Auch wäre es missverständlich gewesen, die Stelle eines Schauspielintendanten auszuschreiben, erklärte Wieler. Denn der neue Theaterchef in Zittau übernehme nur die Aufgaben eines Direktors. Carsten Knödler habe laut Wieler keinen Intendantenvertrag, sondern nur einen Direktorenvertrag.

Die Begründung des Aufsichtsratschefs findet Knödler komisch. „Warum soll ein Zustand, der vorher Jahre gegolten hat, plötzlich in einer Ausschreibung nicht mehr tauglich sein“, stellt der Zittauer Intendant Wielers Aussagen infrage. Knödler habe immer betont, dass das Aufgabenfeld und der Aufgabenumfang des Zittauer Schauspielchefs weit über den eines Spartenleiters hinaus geht.

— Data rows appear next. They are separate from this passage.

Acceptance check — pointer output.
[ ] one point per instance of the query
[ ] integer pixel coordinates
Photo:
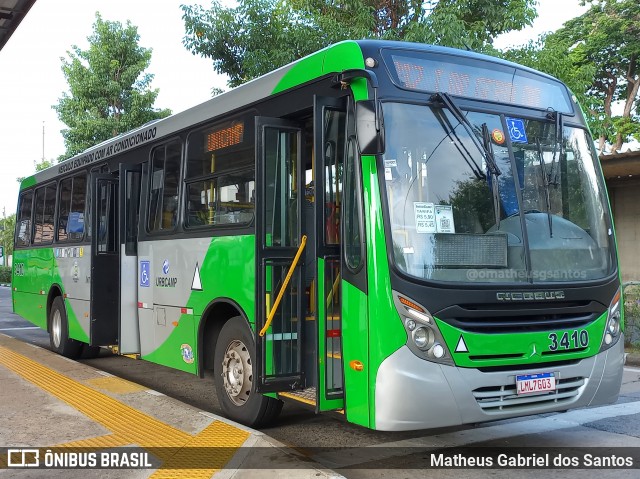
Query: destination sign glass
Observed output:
(224, 137)
(477, 79)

Gerade für die Partner in Tschechien und Polen ist ein Intendant ein ganz anderer Gesprächspartner als ein Direktor, findet Knödel. Und die trinationale Zusammenarbeit werde für den künftigen Zittauer Theaterleiter eine wichtige Aufgabe sein. „Wenn es für Zittau so wichtig ist, dann kann der neue Leiter den Titel eines Schauspielintendanten tragen. Ich finde das schnuppe“, meint Michael Wieler. Rechtlich sei dies möglich, erklärt Caspar Sawade. Die genauen Aufgaben wie auch die Bezahlung des künftigen Zittauer Theaterleiters werden laut Sawade erst in den Bewerbungsgesprächen endgültig geklärt.